6. Expanding the Zorro Circle: Reconnecting with Community

  • After the usual scapegoating and victim-blaming that happens, it can be really hard to reconnect with your community.
  • If it happened at an event, you should inform the event organizer as blamelessly as you can. Constructive criticism on prevention can come later, but lead with the facts if you can.
  • Try to have empathy that many of them were just trying to protect themselves from vicarious trauma leaving you on your own to deal instead of helping you out. People suck sometimes, but just because they didn’t have the courage to help you doesn’t make them fundamentally bad people.
  • Become stronger from the experience and develop a fearlessness against what others think of you. Their opinions don’t have to matter to you (except in rare cases like employers or parents – and even then you have some freedom and choice).
  • Reclaim social circles where physically safe. Be fair to your abuser if he or she seems to feel genuinely bad about what happened. They may never be able to make up for what they did, but if they genuinely understand how awful it was and you feel heard, try to remember that there are healthy ways to express your rage and unhealthy ways.
  • Consider writing a scathing letter that expresses just how angry you are, just how violated you felt, just how much you hate them. Remember to preface it or explain to them before they read it that the purpose is for you to feel expressed and that the situation has left you with very intense emotions. They’re still a human being with emotions and needs. They may have treated you otherwise, but you don’t have to let that define you and how you treat others. There’s a delicate balance you must strike between your emotional needs and your emotional wants versus others’ emotional needs.

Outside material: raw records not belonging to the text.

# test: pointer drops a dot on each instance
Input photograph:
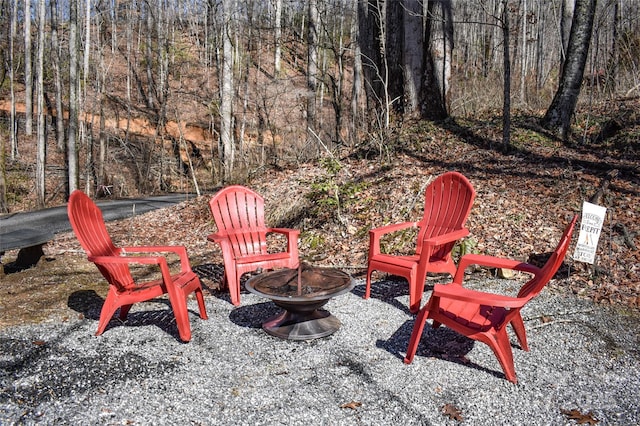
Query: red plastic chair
(447, 204)
(239, 216)
(484, 316)
(113, 262)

7. Should you go to the police at all?

  • The traditional methods like going to the police may introduce risk of Secondary Trauma/Victimization, a process that may have happened already if the ambulance/police already responded depending on the nature of your trauma and how trauma informed those responders were. Conviction rates are also quite low unless you have witnesses or other tangible evidence – both of which are very uncommon. Having said that, the very process itself of going to court while it can be stressful for you, can also be very stressful for your alleged abuser. If you go this route, it helps to get used to hearing the word alleged.
  • Pick your battles and think this one through. Do you need this? Do others? Is your abuser out there harming people? Some do get convicted (1/10 according to Stats Canada) and some convicted do go to jail (more than half of those convicted).